Chironomid larvae were also collected from profundal sediment to assess ambient densities and to enhance chironomid densities in experimental chambers. Sediment was collected with an Ekman dredge and placed in a sieve bucket with 541 µm stainless steel mesh. The sediment was sieved, and biota were collected by hand and stored in multiple acid-washed polyethylene bottles with bottom water. This process was repeated until at least 10 individuals were collected. The samples were chilled in coolers and transported to the laboratory. Ambient chironomids density was estimated as the number of chironomids collected divided by the area of the Ekman dredge (0.023 m2) multiplied by the number of sediment samples collected.
Chamber incubations
All chambers were incubated in the dark at 10 C, the approximate temperature of Deer Lake bottom water in the late summer. In the July experiment, 8 chambers were bubbled with a high-purity air mixture consisting of 90% nitrogen gas, 10% oxygen, and 350 ppm of carbon dioxide to maintain pH. This yielded a DO concentration in chamber water of ∼5.0 mg/L. The chambers were split into 2 treatments in quadruplicate: low ambient chironomid density (∼1100/m2) and high chironomid density (∼3900/m2). High chironomid density was achieved by gently adding 20 chironomid larvae into each high density chamber. Each chamber had a surface area of 72 cm2, and thus density was enhanced by ∼2800/m2. Water samples for dMeHg were collected at the beginning and end of a 15-day incubation period. Because the efflux of Hg from these uncontaminated sediments was anticipated to be low, a relatively long incubation period was needed to allow accumulations of measurable amounts of Hg. Fluxes of dMeHg (ng/m2/d) were calculated as the change in mass of dMeHg in chamber water (ng) divided by the area of the chamber (m2) and the incubation duration (d).
In the August experiment, 8 chambers were bubbled with a high-purity air mixture consisting of 95% nitrogen gas, 5% oxygen, and 350 ppm of carbon dioxide, yielding a DO concentration in chamber water of ∼2.5 mg/L. The chambers were split into 2 treatments in quadruplicate: low ambient chironomid density (∼900/m2) and high chironomid density (∼3700/m2) by adding 20 chironomid larvae into each high density experimental chamber. To simplify the experiment, in contrast to the July chambers, the August chambers were carefully drained at the start of the incubation and filled with homogenized bottom water. A single sample of the fill water was collected at the beginning of the experiment, and water samples were collected from chambers at the end of a 15-day incubation period. Because of enhanced analytical capabilities, water samples were collected for both dMeHg and dTHg, and their fluxes (ng/m2/d) were calculated as the change in Hg mass in chamber water (ng), with initial mass estimated on the single fill water concentration, divided by the area of the chamber (m2) and the incubation duration (d).

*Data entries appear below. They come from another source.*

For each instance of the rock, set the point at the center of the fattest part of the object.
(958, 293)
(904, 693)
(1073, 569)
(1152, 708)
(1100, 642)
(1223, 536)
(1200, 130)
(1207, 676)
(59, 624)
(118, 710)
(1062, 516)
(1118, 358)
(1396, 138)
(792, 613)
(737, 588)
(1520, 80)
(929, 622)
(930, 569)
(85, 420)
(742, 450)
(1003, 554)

Because concentration gradients are an important driver of diffusion of dissolved substances out of sediments, there was some concern that a relatively low or high concentration of dMeHg in the bottom water added to the August chambers could enhance or repress efflux rates relative to the July experiment. An evaluation of initial dMeHg concentrations showed that values were similar for both experiments: 0.022 ± 0.01 ng/L (mean ± standard deviation; n = 8) for July chambers and 0.023 ng/L for August chambers. Because initial dMeHg concentrations were similar for both the July and August experiments, the difference in experimental methods was not expected to have impacted the mass efflux of dMeHg; thus the July and August datasets can be statistically compared without concern for the different sampling methods.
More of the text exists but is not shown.